A la par que se promulgaban leyes reforzando el poder del monarca, se sucedieron las imputaciones de cargos contra Moro resultando encarcelado en 1934 por negarse a jurar el “Acta de Supremacía” que declaraba nulo el matrimonio con Catalina y repudiaba la soberanía papal. Pero fue difícil hallarle culpable, neutralizaba todas las acusaciones. Sólo recurriendo a un testigo perjuro, la ampliación ad hoc de la ley de traiciones y un tribunal sumiso, pudieron declararle culpable y condenarle a muerte. Sería decapitado un 6 de julio de 1535.

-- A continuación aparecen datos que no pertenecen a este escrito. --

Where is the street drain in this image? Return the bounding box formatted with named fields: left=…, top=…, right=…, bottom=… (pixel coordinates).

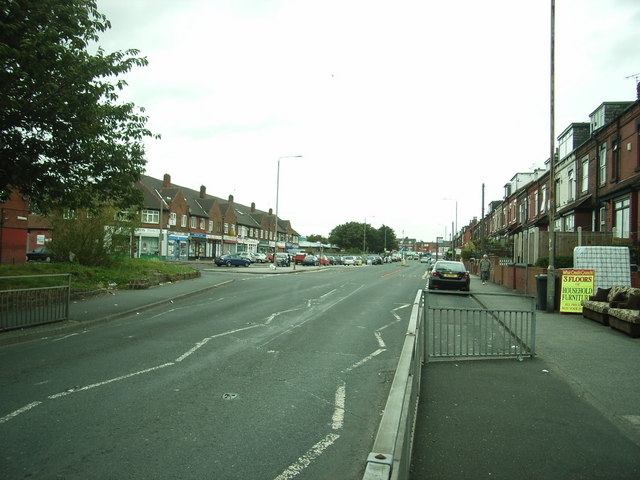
left=222, top=393, right=238, bottom=400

Tomás Moro no sólo preservo su fe y sus convicciones, además, demostrando que las leyes por las que le acusaban violaban la Carta Magna, defendió la primacía del derecho contra un “despotismo legalista” frente al que la inmensa mayoría se plegó: Prefiero padecer la injusticia, antes que cometerla, sentenció.
Venerado hoy como santo y mártir por católicos y anglicanos y admirado mundialmente como héroe de la resistencia y símbolo de integridad, aunque Tomás Moro perdió su juicio y su cabeza, no se sometió; se mantuvo erguido y ganó la eternidad.
PD: Por orden de Enrique VIII, tan dado su ego a decapitar a quien se interpusiese en su camino, los archienemigos de Tomás Moro, Ana Bolena en 1536 y Tomás Cromwell en 1540, seguirían sus pasos al cadalso. La primera acusada de adulterio, incesto y traición y el segundo, víctima de sus propios viles juegos de poder.